Luxembourg is a place of diversity and contrasts. Though the capital counts only some 100,000 inhabitants, they stem from over 150 countries. They all appreciate and enjoy the incentives of the city built around a fortress more than 1,000 years ago. There is good reason to refer to the city as the green heart of Europe: green areas make up about one third of the space, inviting the visitor the take a walk or go on a cycling tour. The old town around the cathedral has been part of UNESCO’s World Heritage list since 1994. While one can marvel at the remains of the commanding former fortress around the Bock promontory, splendid examples of contemporary architecture are at display in the European and finance quarter, including the much acclaimed Philharmonie and the transparent light-flooded Mudam (Museum of Modern Art). Despite its spectacular modernization in the last few decades, Luxembourg remains a metropolis on a human scale. One can stroll along the shopping streets, have a glass of wine on one of the numerous terraces or enjoy the many restaurants which offer local and international cuisine as well as star-loaded dishes.
Diversity and contrasts continue beyond the city limits. All four regions of the country are worth a detour and can be reached within a short drive. The Ardennes in the North are shaped by densely wooded valleys and windy plateaus. Visitors are in for some amazing natural views, two natural parks renowned for their organic local produce as well as medieval castles and fortresses.
The Mullerthal, which the locals fondly refer to as Luxembourg’s Little Switzerland, has to offer impressive rock formations which make the area a delight for those who enjoy hiking. Echternach, the oldest town in the country, is definitely worth visiting: it draws its international reputation from the annual music festival and the dancing procession which carries its name.

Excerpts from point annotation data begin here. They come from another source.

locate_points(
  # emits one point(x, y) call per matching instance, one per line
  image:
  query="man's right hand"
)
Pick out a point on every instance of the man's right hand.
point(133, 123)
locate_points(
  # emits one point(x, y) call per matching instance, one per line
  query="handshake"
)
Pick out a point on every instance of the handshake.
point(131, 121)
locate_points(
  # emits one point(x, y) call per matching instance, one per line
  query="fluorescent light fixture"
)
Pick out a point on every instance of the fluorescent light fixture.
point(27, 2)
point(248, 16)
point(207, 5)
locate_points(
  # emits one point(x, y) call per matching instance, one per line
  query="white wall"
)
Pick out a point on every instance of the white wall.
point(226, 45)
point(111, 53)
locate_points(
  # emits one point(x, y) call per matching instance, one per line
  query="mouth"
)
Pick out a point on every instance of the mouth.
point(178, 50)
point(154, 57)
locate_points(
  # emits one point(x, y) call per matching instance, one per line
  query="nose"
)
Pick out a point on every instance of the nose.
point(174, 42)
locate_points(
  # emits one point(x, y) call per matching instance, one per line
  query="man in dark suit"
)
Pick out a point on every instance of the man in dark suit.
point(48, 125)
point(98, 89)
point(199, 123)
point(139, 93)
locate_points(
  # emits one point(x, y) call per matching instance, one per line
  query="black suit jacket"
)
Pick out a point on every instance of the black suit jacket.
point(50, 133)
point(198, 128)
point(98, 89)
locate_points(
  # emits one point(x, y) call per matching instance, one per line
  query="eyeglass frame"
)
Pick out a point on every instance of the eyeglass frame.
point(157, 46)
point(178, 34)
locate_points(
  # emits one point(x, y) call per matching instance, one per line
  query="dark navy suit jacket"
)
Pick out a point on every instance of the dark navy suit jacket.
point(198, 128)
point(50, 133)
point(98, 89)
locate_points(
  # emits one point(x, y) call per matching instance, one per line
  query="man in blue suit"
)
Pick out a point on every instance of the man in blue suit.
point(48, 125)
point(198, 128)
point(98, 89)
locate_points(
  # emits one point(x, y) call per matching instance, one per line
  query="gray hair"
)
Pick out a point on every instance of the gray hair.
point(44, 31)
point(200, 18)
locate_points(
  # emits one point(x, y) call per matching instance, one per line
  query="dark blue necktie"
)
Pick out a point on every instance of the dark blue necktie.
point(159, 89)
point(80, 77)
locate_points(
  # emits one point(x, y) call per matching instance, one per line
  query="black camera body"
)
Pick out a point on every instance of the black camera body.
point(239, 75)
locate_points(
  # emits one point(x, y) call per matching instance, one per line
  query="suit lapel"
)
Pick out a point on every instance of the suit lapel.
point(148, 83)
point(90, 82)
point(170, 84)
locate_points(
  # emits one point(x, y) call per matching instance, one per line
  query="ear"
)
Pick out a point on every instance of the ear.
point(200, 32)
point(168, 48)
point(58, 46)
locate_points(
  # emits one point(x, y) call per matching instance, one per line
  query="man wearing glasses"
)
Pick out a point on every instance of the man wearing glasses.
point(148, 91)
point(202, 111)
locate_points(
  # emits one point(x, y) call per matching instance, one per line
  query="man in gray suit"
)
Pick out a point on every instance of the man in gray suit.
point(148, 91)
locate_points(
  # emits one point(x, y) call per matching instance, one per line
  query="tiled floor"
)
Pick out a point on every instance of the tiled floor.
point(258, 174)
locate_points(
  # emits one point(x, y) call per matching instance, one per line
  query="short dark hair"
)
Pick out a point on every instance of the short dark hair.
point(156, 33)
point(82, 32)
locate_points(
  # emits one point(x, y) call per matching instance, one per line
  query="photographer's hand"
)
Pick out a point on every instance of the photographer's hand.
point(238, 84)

Eastward lies the Moselle region with its mild microclimate and the vineyards. While biking along the border river one can discover the wine route and its medieval villages where one can taste white wines and the famous crémant (sparkling wine) but also savory local dishes like a friture (small fried fish).
The region of the Terre-Rouge (red soil) in the South got its name from the iron ore which was responsible for the country’s wealth for many years. The visitor can stroll through the industrial wasteland which nature has conquered back lately or take a ride with a historical train.